Далее они поехали в кафе для художников. Здесь Алекс встретил знакомых. Восточные немцы дружелюбно приняли русскую девушку. Алекс предложил показать ее работы седому мужчине с трубкой. Но Таня отказалась, представив, как художник будет листать толстым пальцем ее рисунки, взлохмачивая их в свете мигающих софитов.

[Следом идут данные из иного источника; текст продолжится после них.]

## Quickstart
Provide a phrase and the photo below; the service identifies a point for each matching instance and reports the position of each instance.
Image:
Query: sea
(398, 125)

– Как тебе? – спросил Алекс, потягивая через соломинку коктейль. Он следил за каждым ее движением и улыбкой. Этот пригляд раздражал Таню.
– Шумно, – приблизившись к его уху, ответила она. – Ты тут часто бываешь?
Алекс кивнул неопределенно. Он хотел казаться веселым. Будто это был привычный для него холостяцкий досуг и только серьезность его будущих намерений окрашивало сегодняшний вечер легкой грустью.
Диджей, китаец с черной косой, отвернулся от зала, слушая музыку через наушники. Татьяна подошла к нему, весело улыбаясь: чего, мол, притаился? Увидев заинтересованную девушку, китаец перепрыгнул стойку. В зале захлопали.
Таня махнула краем юбки: «Русский фолк!»
Знакомая мелодия долго плелась через пень-колоду, уделанная тяжелым роком; мужской тенор честно пытался щадить русские слова, пока совсем не сломал язык. Таня вторила ему азартно и четко. Потом еще раз, тихо и нежно. Даже заботливо. Два голоса шли вместе, как будто инвалиду помогал переходить дорогу заботливый пионер! Немцы одобрительно восклицали, говоря что-то Алексу.